Leading Economic Indicators (LEI) for March will close out this week’s economic releases at 10:00 AM ET Thursday. This Conference Board index attempts to predict economic activity over the next three to six months. It is considered to be only a moderately important report, so at best we can expect to see a slight movement in rates as a result of this data. The report is expected to show a 0.3% rise from February's reading, indicating modest economic growth over the next several months. Favorable news for mortgage rates would be a weaker reading.


Also worth noting is a week of International Monetary Fund (IMF) meetings and discussions that have the potential to affect the global markets. Our Fed Chairman Powell is set to speak at 1:00 PM Thursday. He also is doing the opening remarks of a different convention at 11:00 AM ET, but the afternoon speech is likely to draw much more attention from market participants. The IMF conference is a wild card of sorts as something unexpected can be said or announced at any time, causing volatility in the markets. There is no way to predict what will happen or if this will be a positive or negative event for rates.

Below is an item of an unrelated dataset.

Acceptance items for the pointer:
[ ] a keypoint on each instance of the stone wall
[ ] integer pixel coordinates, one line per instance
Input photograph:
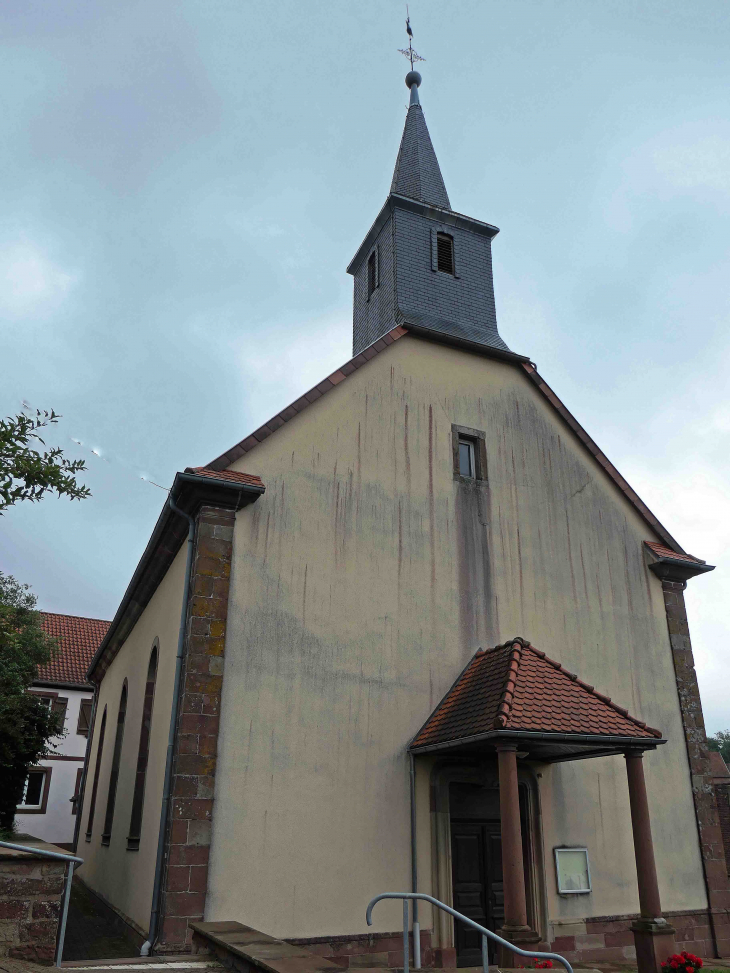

Overall, there is little to be concerned about in this week’s economic data. None of what is being released is considered to be a key report or expected to cause heavy selling or buying in the markets. The most important day for rates could be Wednesday or possibly Thursday if Fed Chair Powell says something unexpected and influential. The calmest day could be Friday unless something surprising transpires. We need to keep in mind that corporate earnings season is picking up momentum this week also. Generally speaking, good news for stocks is bad news for bonds and mortgage rates.